NATO must share burden fairly, adapt to confront extremism & terrorism, US and Germany agree
Washington has reassured Germany that NATO will remain the backbone of European defense if members contribute to the cost of running the bloc. The alliance however should adapt to confront the real growing threats of violent extremism and terrorism.
The White House voiced support for NATO’s stability during the meeting between Vice President Mike Pence and German Vice Chancellor and Minister of Foreign Affairs Sigmar Gabriel.
“The Vice President and Minister Gabriel... agreed on NATO’s centrality in ensuring the security and stability of North America and Europe,” the Office of the Vice President said in a statement following the meeting.

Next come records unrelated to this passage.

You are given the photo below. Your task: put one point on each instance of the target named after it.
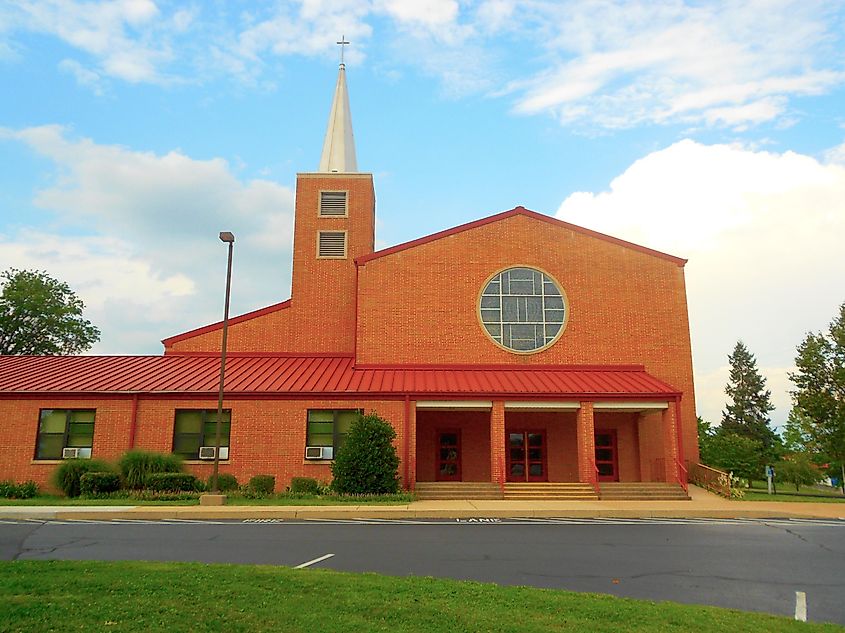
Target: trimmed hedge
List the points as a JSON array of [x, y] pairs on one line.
[[304, 485], [10, 490], [136, 465], [225, 482], [172, 482], [367, 463], [262, 484], [95, 484], [67, 476]]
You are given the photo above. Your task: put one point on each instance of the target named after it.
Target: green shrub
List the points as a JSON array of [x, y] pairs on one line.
[[172, 482], [304, 485], [95, 484], [135, 466], [367, 463], [10, 490], [66, 477], [225, 482], [262, 484], [798, 469]]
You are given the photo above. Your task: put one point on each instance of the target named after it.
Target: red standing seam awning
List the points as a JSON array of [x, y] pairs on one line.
[[314, 376]]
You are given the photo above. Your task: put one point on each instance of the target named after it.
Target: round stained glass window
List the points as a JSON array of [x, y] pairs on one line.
[[522, 309]]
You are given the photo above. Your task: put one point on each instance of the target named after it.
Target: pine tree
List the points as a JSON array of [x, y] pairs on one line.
[[820, 392], [747, 414]]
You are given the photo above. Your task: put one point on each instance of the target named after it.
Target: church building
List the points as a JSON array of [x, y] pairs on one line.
[[516, 356]]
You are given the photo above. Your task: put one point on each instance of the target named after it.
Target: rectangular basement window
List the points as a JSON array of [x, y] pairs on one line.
[[331, 244], [333, 204]]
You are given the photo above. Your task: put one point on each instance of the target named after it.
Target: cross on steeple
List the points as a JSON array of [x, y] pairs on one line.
[[342, 43]]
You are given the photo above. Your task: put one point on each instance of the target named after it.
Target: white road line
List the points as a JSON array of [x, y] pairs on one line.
[[800, 606], [312, 562]]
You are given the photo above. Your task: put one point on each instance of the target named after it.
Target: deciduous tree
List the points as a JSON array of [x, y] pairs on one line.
[[41, 315]]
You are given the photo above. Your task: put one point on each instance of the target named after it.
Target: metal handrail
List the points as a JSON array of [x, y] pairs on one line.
[[596, 478], [711, 479], [683, 480]]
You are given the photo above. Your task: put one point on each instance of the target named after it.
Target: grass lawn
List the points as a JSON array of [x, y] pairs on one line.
[[55, 500], [787, 492], [173, 597]]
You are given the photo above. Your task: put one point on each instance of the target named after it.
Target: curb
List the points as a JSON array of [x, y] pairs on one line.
[[156, 513]]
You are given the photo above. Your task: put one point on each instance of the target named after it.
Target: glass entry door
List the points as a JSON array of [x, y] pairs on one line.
[[527, 456], [606, 456], [449, 455]]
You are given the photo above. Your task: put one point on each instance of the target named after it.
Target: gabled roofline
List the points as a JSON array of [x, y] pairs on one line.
[[360, 261], [219, 325]]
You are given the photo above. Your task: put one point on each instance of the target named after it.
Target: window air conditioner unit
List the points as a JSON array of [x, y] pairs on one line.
[[207, 452], [76, 453], [319, 452]]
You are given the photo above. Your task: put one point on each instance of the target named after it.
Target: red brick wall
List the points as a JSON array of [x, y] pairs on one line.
[[652, 453], [475, 442], [267, 437], [561, 445], [627, 441], [625, 306], [321, 315], [19, 430]]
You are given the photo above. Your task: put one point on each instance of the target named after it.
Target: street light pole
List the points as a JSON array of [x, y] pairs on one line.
[[229, 238]]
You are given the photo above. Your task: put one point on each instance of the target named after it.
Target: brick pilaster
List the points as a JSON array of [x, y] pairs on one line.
[[497, 443], [412, 446], [670, 443], [586, 438]]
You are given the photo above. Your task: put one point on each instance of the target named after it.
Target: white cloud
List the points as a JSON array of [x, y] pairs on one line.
[[763, 235], [126, 39], [620, 63], [84, 76], [425, 13], [609, 64], [836, 155], [148, 259]]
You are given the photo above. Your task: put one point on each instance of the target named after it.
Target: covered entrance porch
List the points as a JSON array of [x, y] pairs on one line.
[[544, 448]]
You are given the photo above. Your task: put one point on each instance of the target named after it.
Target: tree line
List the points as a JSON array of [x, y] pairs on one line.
[[812, 444]]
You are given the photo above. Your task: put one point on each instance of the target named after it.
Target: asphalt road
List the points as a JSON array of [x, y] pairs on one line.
[[754, 565]]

Honored to welcome German Vice Chancellor & Min. for Foreign Affairs Gabriel to the White House today to discuss NATO & transatlantic ties pic.twitter.com/w0Zvfz7rII— Vice President Pence (@VP) February 2, 2017
NATO must adapt to confront threats such as “violent extremism and terrorism,” both Pence and Gabriel agreed.
The politicians reaffirmed that “all NATO allies must meet their obligations and contribute their fair share to our collective security,” the statement added.
During his campaign, Donald Trump repeatedly criticized NATO, calling the organization “obsolete.” Trump also suggested the US might not come to the aid of an ally which did not meet the spending target of defense expenditure at two percent of GDP.
But just four European members of NATO – UK, Poland, Estonia and Greece – are meeting their contribution mandate.
Pence message to Gabriel echoed Trump’s remarks during a phone call with Angela Merkel last weekend. During that conversation, both Trump and the Chancellor agreed on the “fundamental importance” of the NATO alliance and the need for all members to pay their fair share.
In a face to face meeting with the UK’s Prime Minister Theresa May last week, the 45th US president has also reaffirmed his commitment to the alliance if its members meet the contribution quotas.
May now plans to persuade other EU leaders to pay for their European security in full when she meets the block’s leaders in Malta for an informal summit on Friday.
Trump‘s guarantee and the “recognition of NATO as the bulwark of our collective defence” reflect the importance of strong cooperation on defense and security, May‘s office said Thursday, adding that she will encourage other leaders to “deliver on their commitments” to NATO to spend two percent of their GDP on defense, “so that the burden is more fairly shared.”